In Maebras’ modest living room Philibert, Maebras, Doctor
Mrope and I met to discuss community health insurance. At present, if you work
for any arm of the state – teacher, doctor, nurse, policeman or soldier – a
health insurance premium is deducted from your salary. Many complain of the
inefficiency of the service and resent the charges, but for those in
employment, it at least guarantees consultation and treatment. If you’re poor,
work on the land or in your own business, you pay as you go and it can be
expensive. If you’re poor and you get malaria, you to have to hope that a
friend or a member of your family will lend you the money. So a community
scheme, led by the local Council, offering insurance for a whole family for as
little as TSH10,000 seemed too good to be true. It yet might prove to be so, and
we are awaiting confirmation from a local dispensary before we agree to pay for
the twenty poorest families in Kiangu B to join the scheme.

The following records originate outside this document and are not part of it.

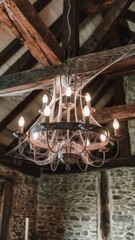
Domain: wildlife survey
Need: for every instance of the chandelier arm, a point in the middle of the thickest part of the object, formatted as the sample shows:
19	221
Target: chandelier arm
84	148
80	154
54	145
83	170
54	168
106	159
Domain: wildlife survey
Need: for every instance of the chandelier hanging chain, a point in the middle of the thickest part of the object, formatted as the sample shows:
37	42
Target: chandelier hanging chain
69	39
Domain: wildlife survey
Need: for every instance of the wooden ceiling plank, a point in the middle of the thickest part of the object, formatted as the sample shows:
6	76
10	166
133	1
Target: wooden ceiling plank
102	32
92	7
122	112
34	32
70	28
15	45
106	61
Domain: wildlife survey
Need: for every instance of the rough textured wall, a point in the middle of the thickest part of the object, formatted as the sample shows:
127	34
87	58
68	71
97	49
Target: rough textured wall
130	98
24	203
122	203
68	207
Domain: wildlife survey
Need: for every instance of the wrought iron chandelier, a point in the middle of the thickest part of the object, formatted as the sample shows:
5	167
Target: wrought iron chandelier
66	131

Today, after two weeks of disrupted lessons, while a lengthy
sporting tournament ran its course, and just as we thought we could squeeze one
week of undisrupted teaching in before lessons are suspended next week for
terminal examinations, two hours were taken from us as representatives from the
government health insurance scheme addressed all 700 students in a packed hall;
so packed many of us found shade and rest under a nearby tree. They had details
of a scheme costing TSH27,000 a year, a figure few here can afford.
“Why have they come?” asked Janet.
“To sell us insurance we can’t afford, ” said Vaileth. There was a hubbub of disgruntlement near me.
Students were cynical and suspicious, resentful of time taken from studies and annoyed
at what they saw as well paid civil servants intruding. If Dr Mrope’s plans
come to fruition, we will be able to offer students a plan, costing them little
more than TSH2000 a year. I explained as much to Moshi who as Dean of Students
will meet Mrope to discuss the scheme.
Moshi’s a fit man, proud of his physique and trains often to
stay healthy. He was wearing a smart, beige shirt this afternoon, with a small
yellow ‘M’ on the breast pocket.
“So you chose the shirt for the letter ‘M’, Moshi?” He
didn’t.
“Have you ever been to a Macdonald’s?” He had never heard of
them.
“They sell burgers and are perhaps the biggest burger chain in
the world.”
His face, usually a permanent smile, fell almost
imperceptibly.
“What’s a burger Adrian?”
~Good to hear news of Celina. I taught her A Level Maths at Ndanda Secondary School before it was changed to become a boys only High School.